# Estimate Age from First Name

Today I read a cute post from Flowing Data on the most trendy names in US history. What caught my attention was a link posted in the article to the source data, which happens to be yearly lists of baby names registered with the US social security agency since 1880
(see here). I thought that it might be good to compile and use these lists at work for two reasons:

(1) I don’t have experience handling file input programmatically in R (ie working with a bunch of files in a directory instead of manually loading one or two) and
(2) It could be useful to have age estimates in the donor files that I work with (using the year when each first name was most popular).

I’ve included the R code in this post at the bottom, after the following explanatory text.

I managed to build a dataframe that contains in each row a name, how many people were registered as having been born with that name in a given year, the year, the total population for that year, and the relative proportion of people with that name in that year.

Once I got that dataframe, I built a function to query that dataframe for the year when a given name was most popular, an estimated age using that year, and the relative proportion of people born with that name from that year.
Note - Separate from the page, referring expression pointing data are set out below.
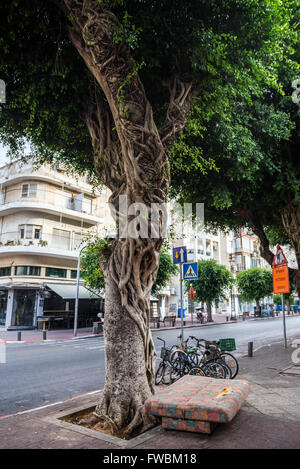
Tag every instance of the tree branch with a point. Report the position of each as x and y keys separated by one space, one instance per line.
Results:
x=181 y=98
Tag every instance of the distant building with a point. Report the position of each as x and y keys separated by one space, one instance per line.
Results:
x=45 y=216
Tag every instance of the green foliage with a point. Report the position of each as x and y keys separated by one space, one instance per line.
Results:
x=165 y=270
x=90 y=267
x=230 y=48
x=252 y=140
x=255 y=283
x=213 y=281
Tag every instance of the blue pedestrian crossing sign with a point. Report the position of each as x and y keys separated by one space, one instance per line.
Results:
x=190 y=271
x=179 y=255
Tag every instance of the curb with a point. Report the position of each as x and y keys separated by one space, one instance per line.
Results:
x=101 y=335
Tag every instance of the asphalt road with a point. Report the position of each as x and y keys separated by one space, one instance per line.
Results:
x=35 y=375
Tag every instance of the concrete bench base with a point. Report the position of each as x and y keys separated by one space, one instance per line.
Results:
x=196 y=426
x=197 y=403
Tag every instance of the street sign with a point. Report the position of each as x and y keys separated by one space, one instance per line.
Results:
x=190 y=271
x=179 y=255
x=279 y=258
x=281 y=279
x=191 y=292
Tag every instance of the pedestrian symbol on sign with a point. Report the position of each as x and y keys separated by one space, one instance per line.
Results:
x=190 y=271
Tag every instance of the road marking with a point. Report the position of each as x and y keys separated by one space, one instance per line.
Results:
x=49 y=405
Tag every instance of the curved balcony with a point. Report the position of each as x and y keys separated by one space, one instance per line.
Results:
x=49 y=244
x=53 y=202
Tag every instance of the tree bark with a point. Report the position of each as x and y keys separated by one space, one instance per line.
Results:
x=127 y=385
x=209 y=314
x=131 y=158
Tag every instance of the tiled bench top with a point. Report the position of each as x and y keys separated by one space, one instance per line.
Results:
x=199 y=398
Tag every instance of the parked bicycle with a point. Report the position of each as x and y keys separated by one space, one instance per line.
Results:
x=171 y=370
x=219 y=351
x=186 y=358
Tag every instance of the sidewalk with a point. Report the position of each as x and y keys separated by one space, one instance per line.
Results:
x=36 y=335
x=270 y=419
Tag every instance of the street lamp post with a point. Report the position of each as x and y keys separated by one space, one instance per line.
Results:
x=77 y=292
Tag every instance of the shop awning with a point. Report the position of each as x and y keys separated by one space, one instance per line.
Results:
x=68 y=292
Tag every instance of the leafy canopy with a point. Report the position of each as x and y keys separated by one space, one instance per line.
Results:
x=252 y=147
x=230 y=48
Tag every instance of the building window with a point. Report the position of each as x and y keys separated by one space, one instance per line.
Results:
x=56 y=273
x=37 y=233
x=61 y=239
x=74 y=274
x=27 y=270
x=29 y=190
x=30 y=231
x=5 y=271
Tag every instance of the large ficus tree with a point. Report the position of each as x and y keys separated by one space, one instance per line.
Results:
x=255 y=147
x=106 y=87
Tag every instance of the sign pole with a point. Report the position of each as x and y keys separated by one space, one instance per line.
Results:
x=284 y=326
x=181 y=302
x=281 y=281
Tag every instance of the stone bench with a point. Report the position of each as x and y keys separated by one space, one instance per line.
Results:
x=198 y=404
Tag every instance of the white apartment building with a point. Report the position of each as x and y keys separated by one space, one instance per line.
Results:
x=45 y=215
x=203 y=245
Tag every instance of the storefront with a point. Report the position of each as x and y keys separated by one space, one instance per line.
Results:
x=21 y=307
x=18 y=307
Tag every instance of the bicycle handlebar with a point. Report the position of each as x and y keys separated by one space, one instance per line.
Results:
x=162 y=340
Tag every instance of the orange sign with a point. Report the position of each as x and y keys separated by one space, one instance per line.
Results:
x=281 y=279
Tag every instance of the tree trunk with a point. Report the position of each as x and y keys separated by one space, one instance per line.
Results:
x=131 y=158
x=127 y=385
x=209 y=313
x=258 y=307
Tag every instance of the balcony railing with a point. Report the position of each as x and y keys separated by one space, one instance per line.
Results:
x=69 y=242
x=57 y=199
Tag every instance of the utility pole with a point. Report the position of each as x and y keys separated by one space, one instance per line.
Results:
x=77 y=292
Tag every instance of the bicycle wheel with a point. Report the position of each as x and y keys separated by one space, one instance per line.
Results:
x=181 y=365
x=170 y=374
x=159 y=373
x=214 y=369
x=194 y=358
x=196 y=371
x=232 y=362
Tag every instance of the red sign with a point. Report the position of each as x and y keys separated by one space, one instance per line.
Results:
x=191 y=293
x=281 y=279
x=279 y=258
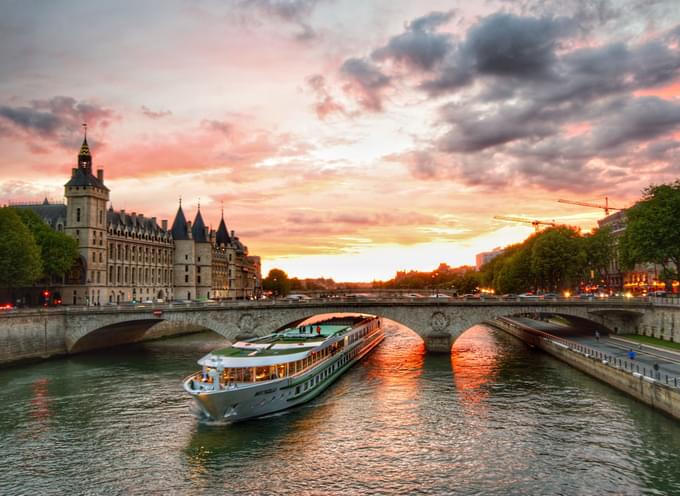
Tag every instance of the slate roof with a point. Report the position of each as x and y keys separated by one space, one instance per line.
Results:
x=83 y=177
x=49 y=212
x=134 y=224
x=179 y=226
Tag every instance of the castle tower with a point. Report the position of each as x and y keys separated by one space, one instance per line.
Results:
x=203 y=249
x=86 y=198
x=184 y=268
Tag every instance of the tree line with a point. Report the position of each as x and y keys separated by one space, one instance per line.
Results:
x=31 y=251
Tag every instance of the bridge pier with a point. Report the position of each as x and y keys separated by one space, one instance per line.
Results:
x=439 y=342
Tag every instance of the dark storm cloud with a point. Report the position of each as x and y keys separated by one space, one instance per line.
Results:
x=31 y=119
x=535 y=99
x=637 y=120
x=508 y=45
x=55 y=118
x=365 y=82
x=419 y=46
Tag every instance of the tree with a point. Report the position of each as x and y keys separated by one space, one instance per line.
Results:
x=58 y=251
x=652 y=230
x=598 y=250
x=20 y=263
x=556 y=258
x=277 y=282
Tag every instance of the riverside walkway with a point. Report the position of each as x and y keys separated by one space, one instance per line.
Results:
x=651 y=363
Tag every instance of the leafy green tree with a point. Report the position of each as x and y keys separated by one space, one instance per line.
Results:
x=557 y=258
x=653 y=230
x=277 y=282
x=58 y=251
x=20 y=263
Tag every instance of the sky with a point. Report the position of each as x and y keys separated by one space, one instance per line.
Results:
x=346 y=139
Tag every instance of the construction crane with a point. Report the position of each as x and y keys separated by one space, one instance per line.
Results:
x=605 y=207
x=536 y=223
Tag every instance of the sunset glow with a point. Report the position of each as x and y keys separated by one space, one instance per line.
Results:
x=345 y=139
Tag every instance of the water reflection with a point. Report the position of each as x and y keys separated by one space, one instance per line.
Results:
x=474 y=361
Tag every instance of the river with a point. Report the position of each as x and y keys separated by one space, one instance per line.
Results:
x=494 y=417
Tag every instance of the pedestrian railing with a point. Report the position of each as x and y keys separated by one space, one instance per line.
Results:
x=645 y=372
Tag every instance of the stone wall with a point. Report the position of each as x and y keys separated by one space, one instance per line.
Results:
x=645 y=389
x=31 y=335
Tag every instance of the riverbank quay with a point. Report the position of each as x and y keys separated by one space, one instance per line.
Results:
x=650 y=378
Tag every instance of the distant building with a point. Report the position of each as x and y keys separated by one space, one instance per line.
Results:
x=643 y=278
x=129 y=257
x=487 y=256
I don’t have any testing data to check the results against, but I did do an informal check around the office, and it seems okay!

However, I’d like to scale this upwards so that age estimates can be calculated for each row in a vector of first names. As the code stands below, the function I made takes too long to be scaled up effectively.

I’m wondering what’s the best approach to take? Some ideas I have so far follow:

• Create a smaller dataframe where each row contains a unique name, the year when it was most popular, and the relative popularity in that year. Make a function to query this new dataframe.
• Possibly convert the above dataframe into a data table and then building a function to query the data table instead.
• Failing the efficacy of the above two ideas, load the popularity data into Python, and make a function to query it there instead.

Does anyone have any better ideas for me ?

I’ll also accept any suggestions for cleaning up my code as is

• ## 5 thoughts on “Estimate Age from First Name”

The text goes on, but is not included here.